Heart failure occurs when the heart is unable to pump sufficiently to meet the oxygen and nutrient requirements of vital organs of the body. The signs and symptoms commonly include shortness of breath, leg swelling and tiredness. Heart failure remains the leading cause of mortality in heart disease. Around half of the patients with heart failure do not live more than five years after diagnosis.

Those with severe heart failure have no treatment options apart from heart transplant or Left Ventricular Assist Device, which is a heart pumping machine given to patients as a temporary measure  while they await a heart transplant. We have a major unmet need for treating severe end stage heart failure. Researchers have developed a new modality of therapy in the form of Stem Cell Transplant. This aims at reversing heart failure by getting the heart muscle to regenerate itself.

Stem cells are nature’s own transformers. When the body is injured, they travel to the scene of accident. Some come from the bone marrow and modest numbers of others come from the heart itself. Additionally, they are all not the same. They may help heal damaged tissue. They do this by secreting local hormones to rescue damaged heart cells and occasionally turn themselves into heart cells.

The promising approaches include:
— Giving highly selected stem cells from a donor at the time of heart attack.
— Giving patients own stem cells late after heart attack.
— Giving highly selected non-cardiac stem cells late after heart attack.

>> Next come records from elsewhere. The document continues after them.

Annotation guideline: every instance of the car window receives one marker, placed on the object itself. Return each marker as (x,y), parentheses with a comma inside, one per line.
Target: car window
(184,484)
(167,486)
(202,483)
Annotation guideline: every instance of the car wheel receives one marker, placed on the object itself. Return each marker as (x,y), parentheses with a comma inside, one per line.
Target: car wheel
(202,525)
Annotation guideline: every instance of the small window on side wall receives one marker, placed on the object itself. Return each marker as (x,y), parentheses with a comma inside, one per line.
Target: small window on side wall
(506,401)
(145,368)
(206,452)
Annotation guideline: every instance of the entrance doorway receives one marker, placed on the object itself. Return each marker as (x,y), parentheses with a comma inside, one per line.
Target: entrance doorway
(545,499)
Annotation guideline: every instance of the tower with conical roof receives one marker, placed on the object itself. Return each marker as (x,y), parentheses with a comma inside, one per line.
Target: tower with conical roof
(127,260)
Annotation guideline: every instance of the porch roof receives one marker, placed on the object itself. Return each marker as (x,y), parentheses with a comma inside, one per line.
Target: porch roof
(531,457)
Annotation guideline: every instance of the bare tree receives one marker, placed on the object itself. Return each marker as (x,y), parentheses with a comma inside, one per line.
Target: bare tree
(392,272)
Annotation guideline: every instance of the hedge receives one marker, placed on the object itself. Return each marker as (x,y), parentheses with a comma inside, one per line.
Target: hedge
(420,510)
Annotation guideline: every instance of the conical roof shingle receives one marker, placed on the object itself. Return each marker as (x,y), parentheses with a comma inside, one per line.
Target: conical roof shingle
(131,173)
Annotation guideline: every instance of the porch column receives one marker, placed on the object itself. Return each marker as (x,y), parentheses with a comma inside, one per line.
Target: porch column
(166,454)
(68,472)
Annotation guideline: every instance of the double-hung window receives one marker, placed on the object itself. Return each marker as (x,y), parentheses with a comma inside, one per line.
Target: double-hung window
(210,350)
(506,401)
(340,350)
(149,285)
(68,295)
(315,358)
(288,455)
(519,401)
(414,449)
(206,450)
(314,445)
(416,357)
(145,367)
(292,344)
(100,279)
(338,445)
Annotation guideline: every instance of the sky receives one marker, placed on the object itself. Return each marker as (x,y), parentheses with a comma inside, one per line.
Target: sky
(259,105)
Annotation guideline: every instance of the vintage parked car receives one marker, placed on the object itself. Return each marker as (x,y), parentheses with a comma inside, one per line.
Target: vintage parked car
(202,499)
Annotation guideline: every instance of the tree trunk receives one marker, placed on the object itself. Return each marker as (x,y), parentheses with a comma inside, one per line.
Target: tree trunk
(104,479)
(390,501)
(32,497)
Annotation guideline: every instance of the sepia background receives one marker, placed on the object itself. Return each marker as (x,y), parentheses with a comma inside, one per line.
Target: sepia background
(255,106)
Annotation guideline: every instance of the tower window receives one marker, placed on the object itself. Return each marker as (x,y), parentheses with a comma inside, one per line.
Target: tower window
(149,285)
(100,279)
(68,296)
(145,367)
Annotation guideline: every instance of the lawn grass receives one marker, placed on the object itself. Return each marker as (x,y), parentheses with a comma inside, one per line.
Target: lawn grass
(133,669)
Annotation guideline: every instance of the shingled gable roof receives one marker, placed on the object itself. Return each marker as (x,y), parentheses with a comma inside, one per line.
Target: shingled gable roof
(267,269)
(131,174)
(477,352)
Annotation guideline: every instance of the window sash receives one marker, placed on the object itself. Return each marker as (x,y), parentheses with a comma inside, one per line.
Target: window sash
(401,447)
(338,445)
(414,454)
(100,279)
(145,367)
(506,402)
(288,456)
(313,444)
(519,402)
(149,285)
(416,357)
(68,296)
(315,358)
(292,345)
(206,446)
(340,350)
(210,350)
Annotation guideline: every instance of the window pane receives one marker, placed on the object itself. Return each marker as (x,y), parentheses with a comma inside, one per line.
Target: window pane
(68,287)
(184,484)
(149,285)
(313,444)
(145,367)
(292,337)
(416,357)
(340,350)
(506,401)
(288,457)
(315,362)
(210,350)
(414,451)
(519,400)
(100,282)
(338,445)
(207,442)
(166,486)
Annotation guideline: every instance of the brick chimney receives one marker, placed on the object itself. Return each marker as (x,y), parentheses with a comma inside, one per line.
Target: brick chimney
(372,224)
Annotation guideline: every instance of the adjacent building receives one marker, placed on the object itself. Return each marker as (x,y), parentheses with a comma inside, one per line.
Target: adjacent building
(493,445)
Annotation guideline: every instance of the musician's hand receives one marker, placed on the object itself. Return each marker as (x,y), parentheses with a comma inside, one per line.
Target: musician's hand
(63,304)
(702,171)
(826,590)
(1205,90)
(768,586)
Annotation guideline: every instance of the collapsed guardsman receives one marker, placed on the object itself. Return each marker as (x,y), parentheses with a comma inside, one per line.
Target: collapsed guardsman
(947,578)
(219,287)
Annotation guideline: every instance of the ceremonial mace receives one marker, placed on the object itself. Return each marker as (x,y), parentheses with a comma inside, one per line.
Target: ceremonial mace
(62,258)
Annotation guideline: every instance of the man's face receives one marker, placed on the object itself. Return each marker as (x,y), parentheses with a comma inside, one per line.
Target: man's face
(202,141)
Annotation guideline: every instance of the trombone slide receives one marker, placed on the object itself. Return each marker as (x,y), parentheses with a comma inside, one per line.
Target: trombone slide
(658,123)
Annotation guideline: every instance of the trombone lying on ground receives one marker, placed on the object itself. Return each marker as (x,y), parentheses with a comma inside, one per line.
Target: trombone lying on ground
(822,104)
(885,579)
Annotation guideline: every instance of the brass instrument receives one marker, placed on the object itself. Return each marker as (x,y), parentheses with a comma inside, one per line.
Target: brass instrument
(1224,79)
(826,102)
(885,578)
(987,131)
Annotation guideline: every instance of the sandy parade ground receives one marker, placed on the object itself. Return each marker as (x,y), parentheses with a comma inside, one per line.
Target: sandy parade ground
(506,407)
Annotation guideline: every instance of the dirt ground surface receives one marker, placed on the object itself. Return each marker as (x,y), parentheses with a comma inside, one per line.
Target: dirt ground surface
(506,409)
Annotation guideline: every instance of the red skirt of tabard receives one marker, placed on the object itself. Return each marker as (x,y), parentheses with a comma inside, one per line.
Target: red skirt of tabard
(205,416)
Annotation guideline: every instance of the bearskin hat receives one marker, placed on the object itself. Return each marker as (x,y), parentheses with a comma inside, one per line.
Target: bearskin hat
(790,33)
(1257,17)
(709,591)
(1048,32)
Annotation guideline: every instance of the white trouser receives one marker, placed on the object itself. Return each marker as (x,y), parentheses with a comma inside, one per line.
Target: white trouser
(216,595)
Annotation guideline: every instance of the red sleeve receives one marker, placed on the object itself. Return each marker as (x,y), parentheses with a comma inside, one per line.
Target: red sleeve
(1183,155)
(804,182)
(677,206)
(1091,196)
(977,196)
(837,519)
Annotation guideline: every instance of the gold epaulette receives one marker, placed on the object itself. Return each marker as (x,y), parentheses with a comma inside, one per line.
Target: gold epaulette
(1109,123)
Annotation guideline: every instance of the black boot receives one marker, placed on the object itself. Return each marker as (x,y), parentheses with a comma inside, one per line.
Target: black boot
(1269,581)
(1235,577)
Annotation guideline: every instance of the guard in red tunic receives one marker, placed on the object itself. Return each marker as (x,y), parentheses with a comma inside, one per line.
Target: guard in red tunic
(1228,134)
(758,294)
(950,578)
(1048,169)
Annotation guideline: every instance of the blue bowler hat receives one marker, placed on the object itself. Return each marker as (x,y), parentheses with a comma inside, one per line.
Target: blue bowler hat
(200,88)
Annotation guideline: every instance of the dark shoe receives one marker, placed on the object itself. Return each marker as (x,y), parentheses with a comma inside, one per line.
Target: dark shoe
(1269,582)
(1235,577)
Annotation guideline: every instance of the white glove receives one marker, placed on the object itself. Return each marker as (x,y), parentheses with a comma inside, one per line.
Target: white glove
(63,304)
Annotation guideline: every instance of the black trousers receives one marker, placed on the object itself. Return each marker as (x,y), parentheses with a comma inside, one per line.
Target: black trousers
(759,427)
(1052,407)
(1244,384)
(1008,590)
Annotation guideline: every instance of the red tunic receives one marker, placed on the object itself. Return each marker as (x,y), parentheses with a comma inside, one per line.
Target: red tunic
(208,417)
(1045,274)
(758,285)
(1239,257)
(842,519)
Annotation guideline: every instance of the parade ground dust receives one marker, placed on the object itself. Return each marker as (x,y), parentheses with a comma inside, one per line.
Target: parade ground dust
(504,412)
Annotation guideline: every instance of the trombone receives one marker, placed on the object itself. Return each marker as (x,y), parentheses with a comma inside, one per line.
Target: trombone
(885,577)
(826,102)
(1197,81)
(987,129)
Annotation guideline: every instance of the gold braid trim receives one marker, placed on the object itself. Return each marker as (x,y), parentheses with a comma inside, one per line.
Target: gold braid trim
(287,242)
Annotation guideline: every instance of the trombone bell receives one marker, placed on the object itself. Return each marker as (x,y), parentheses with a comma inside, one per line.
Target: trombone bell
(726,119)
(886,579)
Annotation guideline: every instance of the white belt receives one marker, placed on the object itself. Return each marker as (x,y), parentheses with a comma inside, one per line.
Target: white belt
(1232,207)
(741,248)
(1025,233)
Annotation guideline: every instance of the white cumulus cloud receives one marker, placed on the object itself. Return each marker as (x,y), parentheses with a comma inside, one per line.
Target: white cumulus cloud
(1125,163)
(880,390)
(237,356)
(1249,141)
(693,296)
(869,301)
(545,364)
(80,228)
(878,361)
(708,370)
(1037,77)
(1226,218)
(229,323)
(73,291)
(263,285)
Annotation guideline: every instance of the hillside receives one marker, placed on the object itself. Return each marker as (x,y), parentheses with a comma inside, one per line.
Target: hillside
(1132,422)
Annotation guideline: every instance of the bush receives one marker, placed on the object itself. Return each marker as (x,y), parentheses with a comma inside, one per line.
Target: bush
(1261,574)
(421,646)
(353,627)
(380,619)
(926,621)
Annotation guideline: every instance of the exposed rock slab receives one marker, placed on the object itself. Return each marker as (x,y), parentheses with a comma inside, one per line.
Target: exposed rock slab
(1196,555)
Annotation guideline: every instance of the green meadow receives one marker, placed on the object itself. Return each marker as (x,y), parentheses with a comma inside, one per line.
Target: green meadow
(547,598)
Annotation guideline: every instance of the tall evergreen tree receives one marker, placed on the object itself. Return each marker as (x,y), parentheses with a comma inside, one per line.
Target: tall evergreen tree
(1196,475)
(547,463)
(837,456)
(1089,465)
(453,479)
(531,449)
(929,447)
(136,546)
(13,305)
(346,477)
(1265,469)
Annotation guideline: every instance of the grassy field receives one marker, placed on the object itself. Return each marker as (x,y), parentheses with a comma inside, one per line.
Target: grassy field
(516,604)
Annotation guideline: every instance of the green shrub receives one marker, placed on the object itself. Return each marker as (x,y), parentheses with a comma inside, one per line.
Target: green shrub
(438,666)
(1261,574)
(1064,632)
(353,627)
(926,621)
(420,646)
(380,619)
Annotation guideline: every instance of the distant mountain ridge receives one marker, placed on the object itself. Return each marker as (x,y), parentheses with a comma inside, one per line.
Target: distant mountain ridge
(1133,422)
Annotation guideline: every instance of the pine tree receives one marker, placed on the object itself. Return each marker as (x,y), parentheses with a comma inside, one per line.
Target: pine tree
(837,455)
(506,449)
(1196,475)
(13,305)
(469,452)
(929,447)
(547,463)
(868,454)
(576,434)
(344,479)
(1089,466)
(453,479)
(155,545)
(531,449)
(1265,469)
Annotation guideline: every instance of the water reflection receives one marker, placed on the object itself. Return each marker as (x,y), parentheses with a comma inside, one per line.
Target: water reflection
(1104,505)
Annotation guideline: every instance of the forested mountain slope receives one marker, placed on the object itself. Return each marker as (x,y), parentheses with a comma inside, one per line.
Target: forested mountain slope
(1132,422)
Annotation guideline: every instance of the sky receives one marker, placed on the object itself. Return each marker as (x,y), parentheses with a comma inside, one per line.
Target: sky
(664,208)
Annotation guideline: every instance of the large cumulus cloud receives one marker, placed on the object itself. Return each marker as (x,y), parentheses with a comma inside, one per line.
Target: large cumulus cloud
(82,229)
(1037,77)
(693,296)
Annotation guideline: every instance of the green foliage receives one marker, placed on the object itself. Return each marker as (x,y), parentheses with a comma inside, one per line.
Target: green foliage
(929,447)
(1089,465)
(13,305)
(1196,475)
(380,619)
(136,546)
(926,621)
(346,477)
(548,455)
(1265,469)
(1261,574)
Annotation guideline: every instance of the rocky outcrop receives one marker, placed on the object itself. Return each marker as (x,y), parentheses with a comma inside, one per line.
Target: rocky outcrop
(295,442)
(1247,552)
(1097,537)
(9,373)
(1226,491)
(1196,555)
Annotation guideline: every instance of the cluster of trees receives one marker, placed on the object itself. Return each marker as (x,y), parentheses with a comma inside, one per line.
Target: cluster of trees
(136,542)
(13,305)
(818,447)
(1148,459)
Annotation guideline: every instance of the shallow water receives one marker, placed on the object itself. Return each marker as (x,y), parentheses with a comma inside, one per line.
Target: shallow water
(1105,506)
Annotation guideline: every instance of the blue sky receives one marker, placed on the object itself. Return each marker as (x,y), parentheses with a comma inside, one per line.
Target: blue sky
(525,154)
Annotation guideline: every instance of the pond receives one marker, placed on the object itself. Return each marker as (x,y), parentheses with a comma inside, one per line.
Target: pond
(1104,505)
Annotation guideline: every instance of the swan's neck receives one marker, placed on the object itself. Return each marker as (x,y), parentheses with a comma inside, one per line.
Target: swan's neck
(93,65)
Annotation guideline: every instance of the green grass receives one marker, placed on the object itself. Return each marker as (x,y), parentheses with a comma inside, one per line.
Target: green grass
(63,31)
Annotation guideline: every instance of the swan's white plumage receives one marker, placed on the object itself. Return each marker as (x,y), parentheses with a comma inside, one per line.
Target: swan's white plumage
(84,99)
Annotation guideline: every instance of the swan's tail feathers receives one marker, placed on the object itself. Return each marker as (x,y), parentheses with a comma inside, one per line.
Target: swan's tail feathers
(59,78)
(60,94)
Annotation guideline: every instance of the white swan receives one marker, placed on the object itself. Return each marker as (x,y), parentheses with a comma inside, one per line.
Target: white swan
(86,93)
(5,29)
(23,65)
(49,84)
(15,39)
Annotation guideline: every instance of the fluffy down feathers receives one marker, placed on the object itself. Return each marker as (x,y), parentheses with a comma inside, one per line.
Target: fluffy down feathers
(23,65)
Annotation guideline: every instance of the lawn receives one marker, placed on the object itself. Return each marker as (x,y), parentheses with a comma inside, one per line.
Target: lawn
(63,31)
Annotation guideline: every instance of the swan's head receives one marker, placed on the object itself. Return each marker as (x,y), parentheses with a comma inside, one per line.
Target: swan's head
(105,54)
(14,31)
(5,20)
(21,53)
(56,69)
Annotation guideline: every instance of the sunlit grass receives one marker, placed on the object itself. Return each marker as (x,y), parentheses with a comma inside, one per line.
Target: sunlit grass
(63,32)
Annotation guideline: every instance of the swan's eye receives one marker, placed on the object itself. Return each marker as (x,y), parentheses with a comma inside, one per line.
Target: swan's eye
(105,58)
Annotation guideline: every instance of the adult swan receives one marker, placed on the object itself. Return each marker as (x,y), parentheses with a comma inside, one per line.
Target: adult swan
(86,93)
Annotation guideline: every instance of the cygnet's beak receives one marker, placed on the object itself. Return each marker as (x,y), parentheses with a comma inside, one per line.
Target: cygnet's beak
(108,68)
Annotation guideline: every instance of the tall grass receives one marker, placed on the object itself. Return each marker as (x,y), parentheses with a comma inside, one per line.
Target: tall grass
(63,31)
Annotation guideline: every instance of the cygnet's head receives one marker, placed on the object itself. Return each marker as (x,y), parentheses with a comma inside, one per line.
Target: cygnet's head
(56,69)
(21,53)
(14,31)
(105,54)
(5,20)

In this technique, a doctor extracts a sample of bone marrow from a patient, processes it for two weeks to enhance it by increasing the number of beneficial stem cells and then injects the processed stem cells into the same patient’s heart muscle. Sometimes, the stem cells are injected percutaneously via the groin which is comparable to an open heart surgery. The goal of the procedure is to strengthen the heart by increasing the number of functioning heart muscle cells, an approach broadly known as regenerative therapy. This is thus a novel method, a less invasive one, aimed at regeneration of dead tissue, which is promising to be a major breakthrough in the Indian scenario.